B Developing a Model

Our final modeling strategy is an evolution from other attempts. The development proceeded through multiple iterations described in chapter 4, but doesn’t tell the full story. We learn more from others when they share what didn’t work along with the final path that did work. There is knowledge to be gained in failed experiments, because then there is one more way to not do something, just like a failing outcome reduces the variance of the Beta distribution.

In the first attempt at modeling, we used a classical GLM to get a baseline understanding of the data, but the fact that some estimates for certain subjects failed due to complete separation reinforced the our adoption of non-classical techniques. Our first Bayesian model was derived from Lee and Wagenmakers (2014) which used nested loops to iterate over subjects and SOA values. The data were required to be stored in a complicated way that made it difficult to comprehend and extend.

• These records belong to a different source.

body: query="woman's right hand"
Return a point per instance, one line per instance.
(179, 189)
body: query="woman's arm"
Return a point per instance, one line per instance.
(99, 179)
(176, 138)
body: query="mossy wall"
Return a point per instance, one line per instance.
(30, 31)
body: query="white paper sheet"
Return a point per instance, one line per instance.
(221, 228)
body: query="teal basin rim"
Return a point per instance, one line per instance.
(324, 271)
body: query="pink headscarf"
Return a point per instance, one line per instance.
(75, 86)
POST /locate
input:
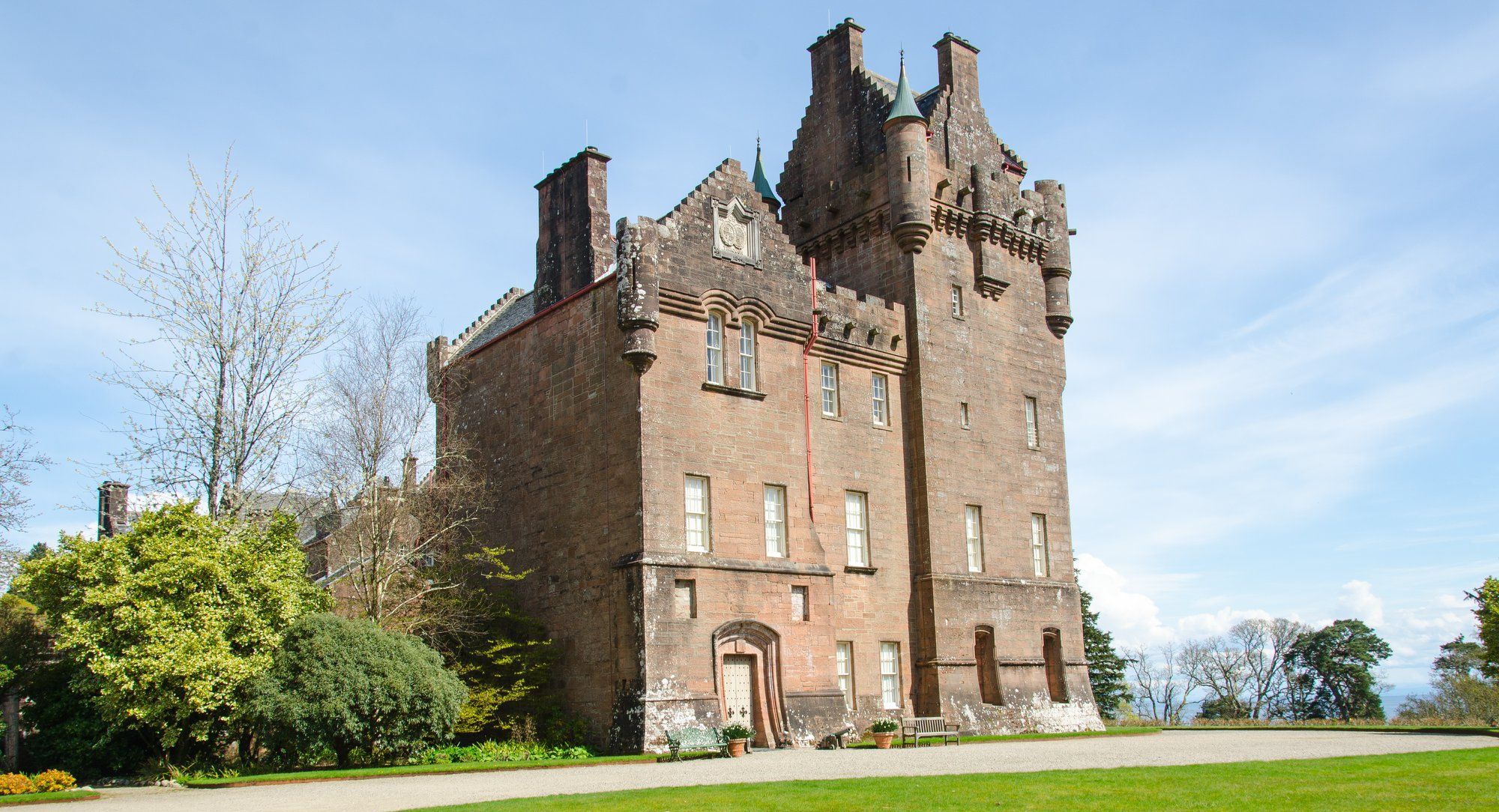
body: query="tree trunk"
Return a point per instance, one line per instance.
(13, 732)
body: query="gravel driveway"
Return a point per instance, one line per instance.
(389, 795)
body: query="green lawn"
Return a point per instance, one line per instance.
(407, 771)
(50, 798)
(1453, 780)
(869, 744)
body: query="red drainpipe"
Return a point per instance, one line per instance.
(807, 401)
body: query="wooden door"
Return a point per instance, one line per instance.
(740, 690)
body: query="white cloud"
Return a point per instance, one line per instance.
(1360, 600)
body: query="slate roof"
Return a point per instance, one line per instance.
(497, 323)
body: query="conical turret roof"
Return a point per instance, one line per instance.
(762, 184)
(905, 106)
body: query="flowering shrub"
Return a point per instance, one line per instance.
(53, 781)
(16, 784)
(497, 751)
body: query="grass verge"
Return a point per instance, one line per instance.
(1017, 738)
(49, 798)
(1452, 780)
(298, 777)
(1461, 730)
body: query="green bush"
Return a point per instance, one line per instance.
(497, 751)
(349, 687)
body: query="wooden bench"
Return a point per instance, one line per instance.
(921, 727)
(696, 739)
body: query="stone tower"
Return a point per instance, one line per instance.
(915, 200)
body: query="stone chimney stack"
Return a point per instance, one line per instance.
(115, 504)
(575, 243)
(408, 473)
(959, 65)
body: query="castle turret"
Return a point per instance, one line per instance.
(1056, 267)
(906, 167)
(639, 248)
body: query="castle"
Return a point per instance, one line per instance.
(795, 465)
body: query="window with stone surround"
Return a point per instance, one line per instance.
(846, 672)
(776, 522)
(881, 399)
(857, 528)
(699, 522)
(1032, 431)
(974, 533)
(1041, 557)
(891, 675)
(830, 389)
(716, 348)
(686, 599)
(747, 351)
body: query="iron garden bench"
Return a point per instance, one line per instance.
(921, 727)
(696, 739)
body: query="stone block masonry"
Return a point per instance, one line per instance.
(795, 465)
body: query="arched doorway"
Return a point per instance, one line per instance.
(1056, 676)
(989, 672)
(747, 670)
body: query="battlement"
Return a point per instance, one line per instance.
(861, 320)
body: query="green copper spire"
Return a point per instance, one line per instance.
(905, 106)
(762, 184)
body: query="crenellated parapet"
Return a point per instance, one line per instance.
(638, 257)
(860, 326)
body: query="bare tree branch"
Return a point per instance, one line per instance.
(238, 305)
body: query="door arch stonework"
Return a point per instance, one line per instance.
(762, 646)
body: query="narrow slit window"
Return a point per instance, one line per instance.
(716, 348)
(891, 675)
(686, 599)
(846, 672)
(830, 390)
(699, 530)
(857, 528)
(1032, 431)
(974, 530)
(776, 522)
(1041, 558)
(747, 345)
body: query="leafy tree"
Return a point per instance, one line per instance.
(173, 619)
(349, 687)
(1488, 615)
(1341, 658)
(1224, 708)
(1459, 690)
(1106, 666)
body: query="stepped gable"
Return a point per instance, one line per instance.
(507, 312)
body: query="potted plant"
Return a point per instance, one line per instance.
(738, 736)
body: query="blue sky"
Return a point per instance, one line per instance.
(1284, 372)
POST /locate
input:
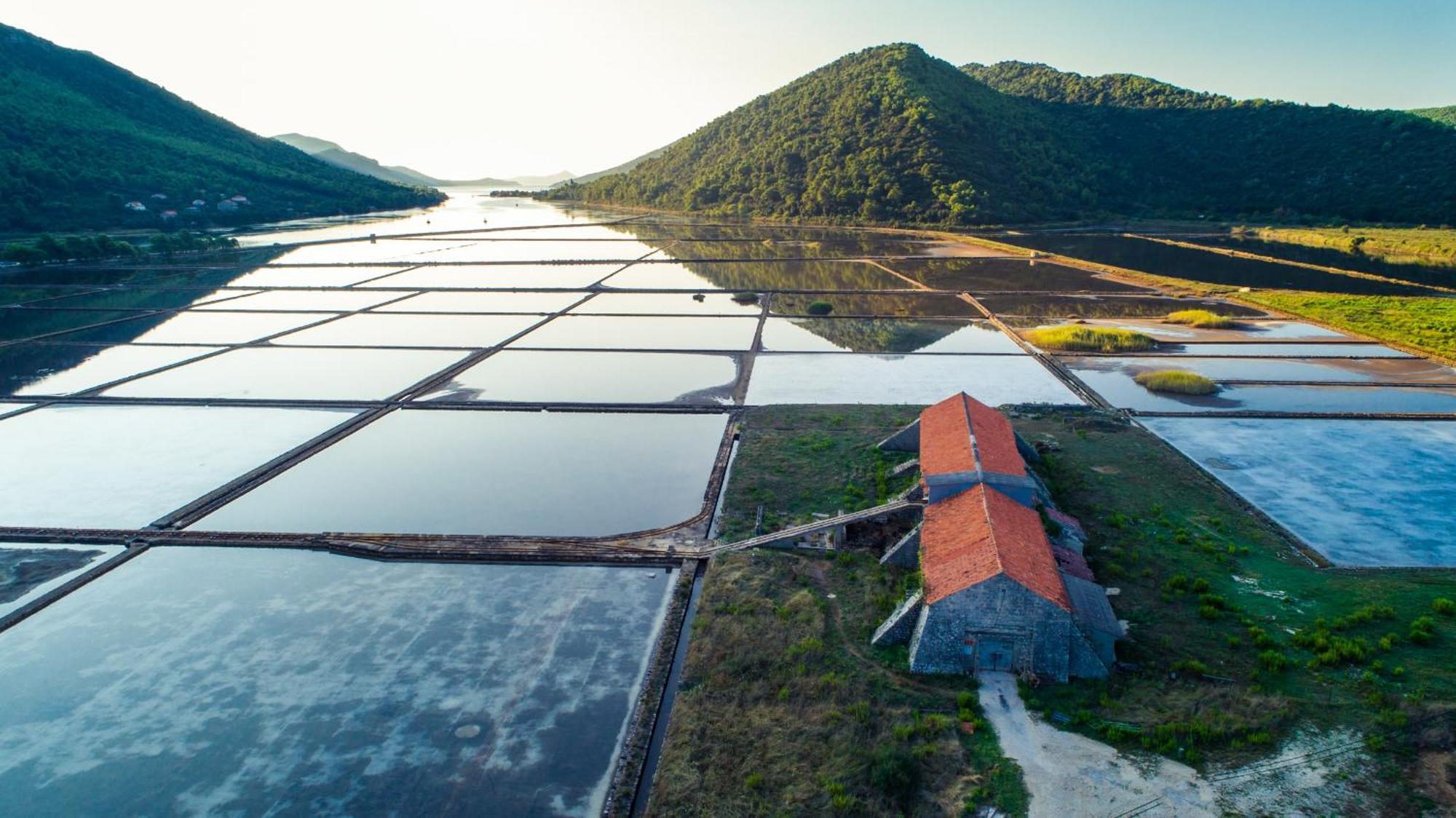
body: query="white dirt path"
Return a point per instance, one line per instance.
(1072, 777)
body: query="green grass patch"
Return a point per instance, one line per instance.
(1426, 324)
(1388, 244)
(1202, 319)
(1078, 338)
(1177, 382)
(800, 461)
(1209, 589)
(786, 710)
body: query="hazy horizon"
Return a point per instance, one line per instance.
(490, 90)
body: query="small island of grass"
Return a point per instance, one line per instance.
(1080, 338)
(1200, 319)
(1177, 381)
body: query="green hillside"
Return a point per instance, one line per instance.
(1129, 91)
(892, 135)
(81, 138)
(1447, 116)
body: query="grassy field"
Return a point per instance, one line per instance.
(1417, 322)
(1235, 635)
(783, 456)
(1077, 338)
(1388, 244)
(1177, 381)
(786, 710)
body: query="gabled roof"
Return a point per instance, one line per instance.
(982, 533)
(962, 434)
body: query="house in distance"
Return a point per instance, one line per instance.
(998, 595)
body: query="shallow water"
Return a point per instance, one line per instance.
(454, 472)
(885, 335)
(928, 305)
(127, 466)
(1326, 370)
(756, 277)
(231, 682)
(398, 330)
(994, 276)
(902, 379)
(596, 378)
(1393, 510)
(295, 375)
(500, 277)
(1202, 266)
(1106, 306)
(28, 571)
(66, 369)
(537, 303)
(653, 333)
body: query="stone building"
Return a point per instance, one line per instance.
(997, 593)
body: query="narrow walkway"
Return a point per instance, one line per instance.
(1072, 775)
(809, 528)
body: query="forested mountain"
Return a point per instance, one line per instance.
(892, 135)
(1129, 91)
(81, 140)
(1447, 114)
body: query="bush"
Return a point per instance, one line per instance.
(1273, 662)
(896, 774)
(1423, 631)
(1202, 319)
(1177, 382)
(1078, 338)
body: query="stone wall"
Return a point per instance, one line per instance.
(901, 625)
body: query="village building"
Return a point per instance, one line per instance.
(998, 595)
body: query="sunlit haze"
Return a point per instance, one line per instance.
(465, 90)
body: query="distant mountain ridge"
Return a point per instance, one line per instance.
(87, 145)
(1043, 82)
(892, 135)
(1445, 116)
(337, 155)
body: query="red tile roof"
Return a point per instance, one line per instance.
(982, 533)
(963, 434)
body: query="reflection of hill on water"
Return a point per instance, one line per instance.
(796, 276)
(879, 335)
(135, 292)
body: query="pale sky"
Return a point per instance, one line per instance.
(487, 88)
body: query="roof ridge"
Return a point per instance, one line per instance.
(970, 432)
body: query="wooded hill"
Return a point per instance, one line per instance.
(892, 135)
(81, 139)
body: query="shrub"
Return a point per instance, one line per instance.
(1273, 662)
(1202, 319)
(1423, 631)
(896, 774)
(1177, 382)
(1078, 338)
(1192, 666)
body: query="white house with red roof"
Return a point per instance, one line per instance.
(997, 593)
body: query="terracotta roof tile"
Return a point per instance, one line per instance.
(982, 533)
(963, 434)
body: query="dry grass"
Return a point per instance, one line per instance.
(1078, 338)
(1202, 319)
(1177, 381)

We moved on to using arm::bayesglm to remove convergence issues, but we were met with other limitations such as linear parameterization and lack of hierarchical modeling. The book Statistical Rethinking (McElreath 2020) offers a great first introduction to Bayesian multilevel modeling. McElreath’s rethinking package accompanies the book, and offers a compact yet expressive syntax for models that get translated into a Stan model. A model with age group and block can be written using rethinking::ulam as

rethinking::ulam(alist(
  k ~ binomial_logit(n, p),
  p = exp(b + bG[G] + bT[trt]) * (x - (a + aG[G] + aT[trt])),
  a ~ normal(0, 0.06),
  aG[G] ~ normal(0, sd_aG),
  aT[trt] ~ normal(0, sd_aT),
  b ~ normal(3, 1),
  bG[G] ~ normal(0, sd_bG),
  bT[trt] ~ normal(0, sd_bT),
  c(sd_aG, sd_aT, sd_bG, sd_bT) ~ half_cauchy(0, 5)
), data = df, chains = 4, cores = 4, log_lik = TRUE)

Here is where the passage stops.